そこは自社ビルのようで、他のテナントの看板はない。肝心のCBTの看板には……
「CBT製薬研究所……ん?まだあるぞ。……Cloned Bioroido Technology……ってまんま書いてんじゃねーか」
「どらどら、……ほんまや。何かサブタイトルみたいに下に小っさく書いとんなぁ」
「何で誰もこれを突っ込まないんだよ……。その前にこんな物騒な社名に営業許可出すなっつーの」
「せやから警察だけやなくて、役所も何も言われへん大物が絡んどるっちゅーことやろ」
だからって堂々と書くか? 普通。そんな大物が絡んでるなら、人造人間とかクローンとか、非人道的なことはあまり世間に知られたくないと思うはずなんじゃないのかよ。

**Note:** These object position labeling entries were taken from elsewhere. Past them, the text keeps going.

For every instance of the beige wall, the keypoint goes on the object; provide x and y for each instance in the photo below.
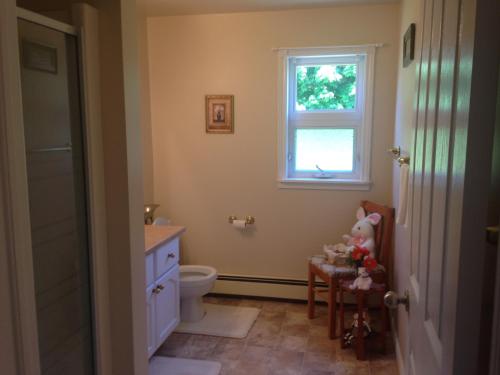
(124, 196)
(403, 136)
(145, 115)
(201, 179)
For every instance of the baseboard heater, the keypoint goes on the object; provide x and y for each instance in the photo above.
(261, 286)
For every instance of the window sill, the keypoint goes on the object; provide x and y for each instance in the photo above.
(319, 184)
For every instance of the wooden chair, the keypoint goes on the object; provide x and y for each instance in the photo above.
(383, 241)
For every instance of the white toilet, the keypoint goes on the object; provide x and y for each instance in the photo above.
(195, 282)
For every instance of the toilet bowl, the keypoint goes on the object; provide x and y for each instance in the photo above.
(195, 282)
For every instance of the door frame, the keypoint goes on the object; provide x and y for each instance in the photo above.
(19, 296)
(15, 197)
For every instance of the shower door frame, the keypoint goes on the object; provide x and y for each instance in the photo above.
(18, 296)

……いや待て、これまでのパターンから考えると、どうせ研究者達が自分達の開発していることをちょっとだけひけらかしたくなって、大物に黙って勝手に小さく看板に付け足した、とか有り得るぞ。近寄ってよく見ないと読めないくらいの小さい文字だしな。だいたい製薬会社の看板をよくよく見詰めるような奴が、この秋葉原にいるとは思えない。偶然誰かが気付いたら、研究者が心の中でクスリと笑って自己満足するのかもしれない。
くっだらねぇ研究者を雇ったもんだぜ。本社だろうが大物関係者がいようが、中で働いてる奴らは商売根性丸出しのTNHと同レベルだ。
「……非通知設定は……えっと、これやな。…………、よっしゃ、始めるで」
俺が呆れて遠い目をしている間に、みかんの準備は整った。